The iris dataset is a toy dataset provided by many libraries of Python, such as sci-kit-learn, and it is often used in machine learning and data science because of its simple understanding and well-defined. The iris dataset contains the species of three flowers: Setosa, Versicolor, or Virginica.

There are 150 samples in the iris dataset of three species of iris. There are 4 columns in the iris dataset: the first column shows sepal length, the second column shows the sepal width, the third column shows petal length, the fourth column shows the petal width, and one more column is a target column shows the class of each flower base on the four properties of the flower.

The three species of iris look similar, but the difference is the measurements can be used to classify them.
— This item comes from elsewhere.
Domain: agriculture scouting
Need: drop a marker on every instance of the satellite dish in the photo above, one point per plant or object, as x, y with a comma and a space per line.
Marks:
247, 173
This data set is an example of supervised learning (that contains labels). The input variables are sepal length and width and petal length and petal width; each row shows an input variable or observation. The output variables in the iris dataset are Iris-Setosa, Iris-versicolor, or iris-virginica. Each column shows a class label.

Iris Data Set in Python:

To see the iris dataset in Python, first import the dataset from the scikit-learn library or you can download the structured iris dataset from various platforms like Kaggle.

Code:

from sklearn.datasets import load_iris

iris = load_iris()

iris.keys()

Output:

dict_keys(['data', 'target', 'frame', 'target_names', 'DESCR', 'feature_names', 'filename', 'data_module'])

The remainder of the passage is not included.